Paul has worked for 12 years with the Wilderness Program, a Tasmanian government organisation that provides voluntary rehabilitation programs to socially disadvantaged individuals such as truant teens, drug and alcohol rehab clients, and young single mothers from across the state.

Each program consists of five to six days in the wilderness, where clients participate in a variety of outdoor activities, from abseiling to kayaking, and are encouraged to be as self-sufficient as possible. Each group of eight participants has two facilitators to lend a helping hand, but these guides don’t take an active role in the process as much as a traditional trekking guide would.  

“We’ll teach them how to read a map and by the time we go walking they’re in charge, even if they’ve never been out in the bush before,” Paul explains. “If they get lost, they get lost. Then we’ll just support them, follow them around, and help them learn from the process.”

Participants are also encouraged to support each other. Programs often contain people from a variety of backgrounds and age groups, which is beneficial for both younger and older participants. The arrangement gives the older participants a sense of purpose and allows them to see they have something to offer, whereas the younger participants can learn from older clients who have often coped with the same challenges they are currently facing.

Photography as wilderness therapy in Tasmania

Paul is passionate about his work, but acknowledges facilitators like him play only a small role in the wilderness therapy process.

“We’re just holding the safety ropes and the container. Our skill and experience may shape it a little bit, but essentially the work’s being done through the interaction of the people themselves and the magic of the wilderness,” he says.

Wilderness therapy allows Paul to combine his love for the outdoors and helping people with a third passion: photography.

Paul is a professional photographer who has won numerous accolades for his work. Most recently, he received three awards from the Australian Institute of Professional Photography, including the Tasmanian Professional Photographer of the Year award.

For Paul, photography is a way to capture the uniqueness of the wilderness.  

“I’ve never felt happier; I’ve never felt more at peace [than in the bush],” he says. “I’ve found it’s in those moments in particular I feel drawn to take images.”

Paul says photographs allow him to capture a moment, giving him the opportunity to revisit it later or share it with others. This idea applies to his wilderness therapy clients as well.

He takes photographs during every wilderness therapy program he facilitates, and gives these images to clients after they complete the program. In addition to allowing participants to show friends and family at home what they did on the program, the images provide tangible reminders of challenges overcome.

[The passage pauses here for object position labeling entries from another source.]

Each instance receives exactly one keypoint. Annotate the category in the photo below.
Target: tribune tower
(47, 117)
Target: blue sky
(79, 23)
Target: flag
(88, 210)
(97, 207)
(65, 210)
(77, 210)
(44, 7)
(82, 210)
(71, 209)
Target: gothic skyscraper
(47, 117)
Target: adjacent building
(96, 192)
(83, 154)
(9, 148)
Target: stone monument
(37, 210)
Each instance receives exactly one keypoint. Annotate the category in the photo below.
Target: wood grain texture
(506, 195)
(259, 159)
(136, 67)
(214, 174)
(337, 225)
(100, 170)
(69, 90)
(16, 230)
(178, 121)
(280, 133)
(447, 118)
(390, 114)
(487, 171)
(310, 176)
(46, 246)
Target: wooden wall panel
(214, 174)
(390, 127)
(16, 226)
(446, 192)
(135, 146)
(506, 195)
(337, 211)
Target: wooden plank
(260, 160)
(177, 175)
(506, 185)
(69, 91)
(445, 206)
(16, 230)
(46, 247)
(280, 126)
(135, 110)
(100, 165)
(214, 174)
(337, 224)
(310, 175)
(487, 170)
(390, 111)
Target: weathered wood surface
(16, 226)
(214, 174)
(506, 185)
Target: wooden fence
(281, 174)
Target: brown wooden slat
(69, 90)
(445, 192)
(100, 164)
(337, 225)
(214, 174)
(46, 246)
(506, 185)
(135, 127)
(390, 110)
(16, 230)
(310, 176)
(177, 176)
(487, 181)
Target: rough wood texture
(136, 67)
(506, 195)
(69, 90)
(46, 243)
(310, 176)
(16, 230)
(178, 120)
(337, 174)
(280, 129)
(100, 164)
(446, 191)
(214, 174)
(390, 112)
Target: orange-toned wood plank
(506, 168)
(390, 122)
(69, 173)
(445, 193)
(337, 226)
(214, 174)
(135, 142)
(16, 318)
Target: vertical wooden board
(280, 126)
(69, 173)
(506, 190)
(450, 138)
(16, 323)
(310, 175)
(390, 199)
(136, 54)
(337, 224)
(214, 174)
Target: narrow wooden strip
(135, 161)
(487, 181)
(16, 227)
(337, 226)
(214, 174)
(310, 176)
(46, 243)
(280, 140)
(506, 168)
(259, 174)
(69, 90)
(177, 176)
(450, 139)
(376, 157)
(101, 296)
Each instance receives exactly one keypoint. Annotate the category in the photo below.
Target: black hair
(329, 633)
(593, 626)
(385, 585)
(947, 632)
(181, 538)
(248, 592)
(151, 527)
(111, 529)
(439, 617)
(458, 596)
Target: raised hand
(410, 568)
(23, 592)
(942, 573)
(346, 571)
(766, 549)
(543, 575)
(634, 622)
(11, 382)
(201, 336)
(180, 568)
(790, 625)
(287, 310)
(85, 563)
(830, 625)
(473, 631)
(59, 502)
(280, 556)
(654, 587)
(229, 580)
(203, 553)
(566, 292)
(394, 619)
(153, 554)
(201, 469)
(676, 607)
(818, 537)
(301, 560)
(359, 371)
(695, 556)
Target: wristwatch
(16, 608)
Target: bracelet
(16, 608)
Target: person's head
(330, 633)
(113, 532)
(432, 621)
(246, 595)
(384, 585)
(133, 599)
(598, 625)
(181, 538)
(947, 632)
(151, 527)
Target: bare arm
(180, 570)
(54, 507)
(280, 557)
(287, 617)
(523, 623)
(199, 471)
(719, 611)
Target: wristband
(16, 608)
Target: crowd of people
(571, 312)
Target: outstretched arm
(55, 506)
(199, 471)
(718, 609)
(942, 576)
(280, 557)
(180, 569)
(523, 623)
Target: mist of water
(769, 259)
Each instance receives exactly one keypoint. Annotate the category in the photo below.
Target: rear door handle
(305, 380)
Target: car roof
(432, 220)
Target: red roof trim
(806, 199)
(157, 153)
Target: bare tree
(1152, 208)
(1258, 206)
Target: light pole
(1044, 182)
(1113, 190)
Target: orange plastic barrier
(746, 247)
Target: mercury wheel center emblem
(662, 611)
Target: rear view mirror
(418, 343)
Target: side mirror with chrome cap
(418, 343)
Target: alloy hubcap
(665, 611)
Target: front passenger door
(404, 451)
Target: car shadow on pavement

“It’s really easy [for participants] to slip back into the lifestyle or be influenced by the pressures that are there and forget what they’ve accomplished,” Paul says. “But if you pull out this imagery, and you see yourself face-first on a 100-foot abseil blindfolded, or you can take yourself back to that moment of complete peace and silence out under a mountain, it’s a concrete, tangible window back into that experience. You can’t deny it.”